Oral and His Works
The way I see it, you can't really go to Tusla for the first time without dropping in on Oral Roberts University. Whatever else you think of the man or his organization, he's going to leave behind some interesting pieces of architecture. Period pieces.
The period being the mid-1960s. I arrived at ORU during mid-afternoon of June 6 under a hot and copper sky.
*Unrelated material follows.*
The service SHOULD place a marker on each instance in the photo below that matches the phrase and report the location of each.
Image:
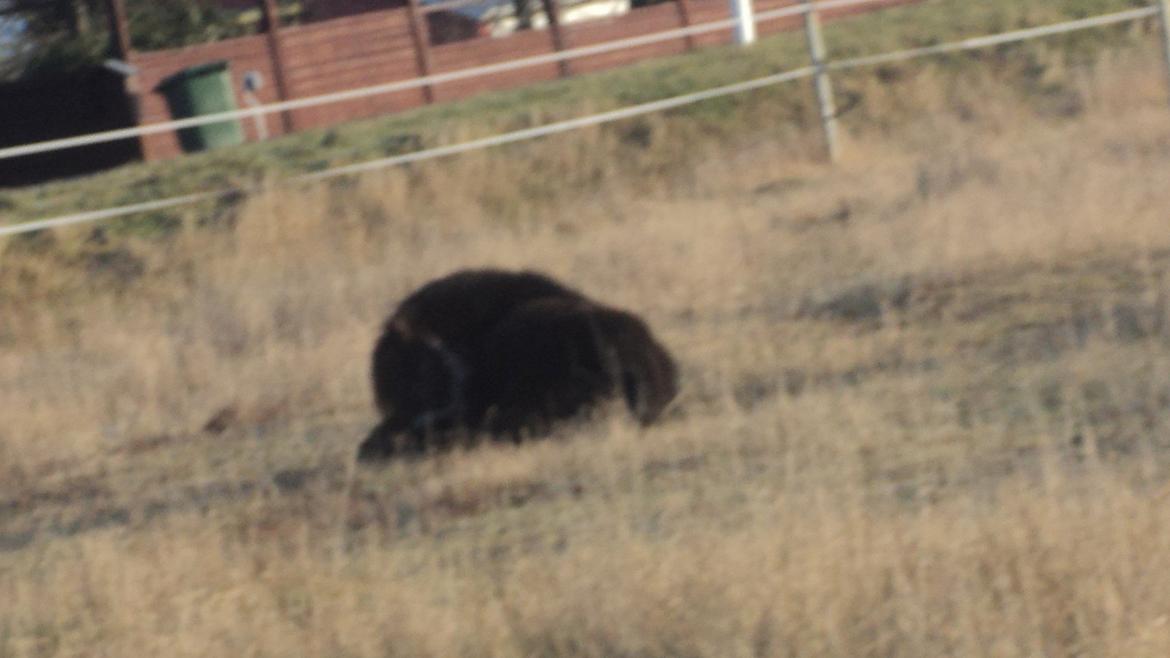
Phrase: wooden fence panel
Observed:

The place was nearly empty for summer. "Futuristic" has been used to describe the design of the various buildings -- everything a campus would have, including dorms, classrooms, an auditorium and a student center -- done up in concrete and shiny gold geometric elements.
"Stuck in amber" might be better, since here we are in the future (by golly, the 21st century and everything) and the ORU design emphatically says "past." Not only that, but a specific point in the past when the future was going to looking futuristic. Now it just looks dated. Even further in the future, however, when Roberts and everyone else currently associated with the place have finally been called home, it might be a candidate for historic preservation.
Even so, I wouldn't have visited without the prospect of seeing one particular building -- the Prayer Tower. I'd seen pictures but wasn't quite prepared for standing in person before a 200-foot Christmas ornament. At least that's the first thing I thought of when it came into view: the kind of ornament made for space-age aluminum trees lit by four-color spotlights. I also thought of the Jetsons' apartment block, or rather apartment saucer, though that was less of a fit. I kept coming back to Christmas ornament.
At the base is an entrance, and inside were a pair of well-scrubbed ORU students at the desk. They politely pointed me to the elevator, and up I went. The enclosed observation deck offered a nice view of campus, even if a little obscured by the external design elements of the tower. I was expecting more, though. More about ORU. More about Jesus. A gift shop, maybe. I would have bought postcards. There was a plaque and a couple of photos, but otherwise it might as well have been an office building interior, without the corporate art or any cubicles or office workers. But maybe that was the intention -- nothing to distract visitors from prayer, except the view of ORU.